He said : Every farmer is given a fair chance to comply with the Committee's directions. Any recommendation terminating a tenancy had to go to the Ministry of Agriculture. And the Ministry can order the taking of possession following an inspection by a Land Commissioner. Then the local committee must 'take action to ensure that there is a proper cultivation'. Every occupier has the right to appeal to the Executive Committee and some have already done so.

Throughout the county, the EWAEC have advised the Minister of Agriculture to take possession of 40,000 acres of land, some of it is badly farmed, but much of it not previously cultivated at all. Of those 40,000 acres the Committee have let about 15,000 acres to competent farmers, and is itself now farming 25,000 acres.

With Mr Sadler and Capt F T Folkard the Colchester District officer of the EWAC, Essex Chronicle reporter J C Chaplin visited farms at Layer, Abberton, Pete Tye Common, Peldon, Great Wigborough and Layer Marney, saw some of the few remaining crops as sown by owners before the Committee took possession. Verdict: for the Committee

Footnote
In our village pub (adds Charles Douglas Brown) I told some farmers and their men about the meeting at Maldon. A well-known and fair-minded farmer, who has the interests of his profession at heart, assured me that he had seen a lot of good work done by our Agricultural Committee 'If I had the petrol' he said 'I would take you to see acres of corn flourishing where bushes grew several feet high.

He admitted Mr Day's suggestion that the War Agricultural Committee had more money and better machinery at its disposal than many farmers. He assured me that dispossessed farmers are paid adequate rent. Essex Chronicle 23rd July 1943

The period between the wars had been a very depressed time for farming and of course labour was short with so many men having been lost in the war. The War Ag committees would argue they transformed thousands of derelict acres to produce arable crops to feed the nation in war-time but according to Wentworth Day, they used Gestapo methods, bullying and evicting farmers, and awarding the land to their cronies.

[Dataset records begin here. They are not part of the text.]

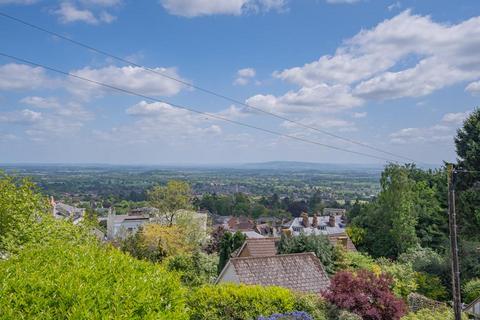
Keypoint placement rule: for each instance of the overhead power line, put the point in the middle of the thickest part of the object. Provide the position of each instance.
(215, 116)
(208, 91)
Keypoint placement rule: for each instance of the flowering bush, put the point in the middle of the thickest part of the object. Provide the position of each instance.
(296, 315)
(471, 290)
(365, 294)
(230, 301)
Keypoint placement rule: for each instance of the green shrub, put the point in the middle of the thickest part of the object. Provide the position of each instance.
(313, 304)
(351, 261)
(195, 269)
(25, 217)
(427, 314)
(238, 302)
(425, 260)
(404, 277)
(62, 280)
(471, 290)
(319, 244)
(345, 315)
(430, 286)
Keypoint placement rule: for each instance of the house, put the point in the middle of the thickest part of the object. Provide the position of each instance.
(64, 211)
(252, 234)
(120, 226)
(258, 247)
(301, 272)
(240, 224)
(333, 226)
(144, 211)
(473, 308)
(334, 212)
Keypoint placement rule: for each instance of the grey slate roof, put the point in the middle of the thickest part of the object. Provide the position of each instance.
(302, 272)
(258, 247)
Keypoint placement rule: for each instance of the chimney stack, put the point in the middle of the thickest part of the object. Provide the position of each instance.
(305, 221)
(331, 221)
(314, 221)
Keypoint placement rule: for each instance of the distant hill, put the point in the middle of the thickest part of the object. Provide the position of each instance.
(296, 165)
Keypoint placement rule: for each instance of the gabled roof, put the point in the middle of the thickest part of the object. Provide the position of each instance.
(302, 272)
(322, 228)
(258, 247)
(473, 307)
(252, 235)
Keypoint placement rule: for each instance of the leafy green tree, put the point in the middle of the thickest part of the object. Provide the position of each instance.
(410, 210)
(467, 144)
(431, 286)
(169, 199)
(155, 242)
(229, 301)
(403, 275)
(196, 269)
(471, 290)
(85, 280)
(230, 242)
(318, 244)
(21, 207)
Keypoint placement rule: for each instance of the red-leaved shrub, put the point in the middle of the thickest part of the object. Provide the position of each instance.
(365, 294)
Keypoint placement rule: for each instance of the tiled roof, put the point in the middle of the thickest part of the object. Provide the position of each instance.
(258, 247)
(253, 235)
(301, 272)
(322, 222)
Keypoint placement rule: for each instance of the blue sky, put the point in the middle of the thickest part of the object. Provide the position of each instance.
(397, 75)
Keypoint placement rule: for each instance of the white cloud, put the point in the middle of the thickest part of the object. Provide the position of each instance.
(395, 5)
(69, 13)
(359, 115)
(15, 76)
(319, 98)
(194, 8)
(342, 1)
(129, 78)
(102, 3)
(22, 2)
(443, 132)
(473, 88)
(161, 122)
(7, 136)
(41, 102)
(455, 118)
(406, 56)
(25, 116)
(244, 76)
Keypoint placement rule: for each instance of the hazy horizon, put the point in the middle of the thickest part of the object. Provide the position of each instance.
(385, 79)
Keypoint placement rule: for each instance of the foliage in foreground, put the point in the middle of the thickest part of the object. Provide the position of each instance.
(86, 281)
(427, 314)
(295, 315)
(229, 243)
(365, 294)
(318, 244)
(155, 242)
(195, 269)
(471, 290)
(229, 301)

Dora Banfield wrote in a memoir about her time as a Women's Land Army worker at Kemps Farm, her parents' farm in Peldon.

There was a department in the government which employed certain local people to watch for local farmers who were not doing enough for the war effort. My parents suspected this when a neighbouring farm was taken over, the house and all for no obvious reason. This made life more difficult for all of us.
Everything we did on the farm came under scrutiny .

Wentworth Day also accused the War Ag of incompetence and little experience of farming. Another organisation, The Farmers' Rights Association, also fought for the dispossessed farmers, campaigning for adequate rights of appeal. Some of the cases concerned men who had fought in WW1.

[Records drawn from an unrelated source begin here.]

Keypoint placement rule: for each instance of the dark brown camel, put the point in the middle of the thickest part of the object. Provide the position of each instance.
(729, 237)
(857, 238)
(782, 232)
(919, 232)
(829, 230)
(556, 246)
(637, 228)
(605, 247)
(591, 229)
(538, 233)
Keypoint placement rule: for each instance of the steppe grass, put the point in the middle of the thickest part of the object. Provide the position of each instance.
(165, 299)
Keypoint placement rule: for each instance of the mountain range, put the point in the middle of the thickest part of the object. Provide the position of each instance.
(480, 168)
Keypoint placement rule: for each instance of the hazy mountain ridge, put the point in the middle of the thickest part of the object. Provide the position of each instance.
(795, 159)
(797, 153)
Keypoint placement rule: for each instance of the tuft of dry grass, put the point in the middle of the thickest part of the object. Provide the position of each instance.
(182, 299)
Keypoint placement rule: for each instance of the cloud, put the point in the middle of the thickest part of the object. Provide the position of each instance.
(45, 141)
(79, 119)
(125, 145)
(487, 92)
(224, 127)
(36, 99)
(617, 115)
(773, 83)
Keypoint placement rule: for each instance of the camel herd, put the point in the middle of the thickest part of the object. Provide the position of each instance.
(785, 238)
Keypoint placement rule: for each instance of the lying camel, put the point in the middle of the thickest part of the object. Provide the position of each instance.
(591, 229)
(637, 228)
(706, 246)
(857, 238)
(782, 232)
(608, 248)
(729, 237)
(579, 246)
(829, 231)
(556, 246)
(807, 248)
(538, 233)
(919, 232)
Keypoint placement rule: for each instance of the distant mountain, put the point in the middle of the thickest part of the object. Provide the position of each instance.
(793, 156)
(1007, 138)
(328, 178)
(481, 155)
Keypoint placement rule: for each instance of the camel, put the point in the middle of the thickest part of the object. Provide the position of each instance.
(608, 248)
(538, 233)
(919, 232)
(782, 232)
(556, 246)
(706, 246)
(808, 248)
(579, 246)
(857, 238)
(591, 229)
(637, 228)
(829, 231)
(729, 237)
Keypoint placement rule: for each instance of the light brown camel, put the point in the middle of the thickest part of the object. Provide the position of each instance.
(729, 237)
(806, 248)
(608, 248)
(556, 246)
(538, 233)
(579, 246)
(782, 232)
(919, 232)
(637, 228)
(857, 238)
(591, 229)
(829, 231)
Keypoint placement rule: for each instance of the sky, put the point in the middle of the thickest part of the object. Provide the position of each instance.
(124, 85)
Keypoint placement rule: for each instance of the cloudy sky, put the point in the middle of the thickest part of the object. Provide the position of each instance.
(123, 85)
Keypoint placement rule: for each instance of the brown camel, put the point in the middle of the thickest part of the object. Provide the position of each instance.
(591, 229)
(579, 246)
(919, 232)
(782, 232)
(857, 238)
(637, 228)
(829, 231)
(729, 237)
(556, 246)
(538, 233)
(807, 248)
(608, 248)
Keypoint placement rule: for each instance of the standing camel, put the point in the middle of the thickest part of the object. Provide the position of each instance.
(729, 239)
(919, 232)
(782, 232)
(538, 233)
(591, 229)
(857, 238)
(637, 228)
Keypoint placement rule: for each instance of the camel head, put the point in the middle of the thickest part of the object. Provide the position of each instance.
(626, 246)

Some cases involved whole families being evicted with nowhere to go and corruption was alleged such as the dispossessed farm being re-let to a family member of a EWAEC member (especially where a young relation might avoid being called up by gaining exemption through being a farmer). Suicides were reported, a farmer in Kelvedon being one of the casualties.

The Essex Farmers' and Countrymen's Association demanded an

immediate enquiry by the Minister of Agriculture into the high-handed injustices, dictatorial methods and wasteful farming of the EWAC which is undermining morale and hindering food production in the country. It also demands that appeal tribunals be set up to which farmers can appeal against unjust or too drastic decisions; that no more than one member of any family be allowed to serve paid or unpaid on or for the WAC; that no farm of a dispossessed farmer shall be handed over to a member of the Committee or the friends, relations or clients of a committee member, or committee official

In his book, Harvest Adventure, Wentworth Day describes the thousands of acres of grass marshes between Peldon and the salt-creeks. He blames the importing of cheap subsidised food from overseas for these areas being uncultivated for more than fifty years.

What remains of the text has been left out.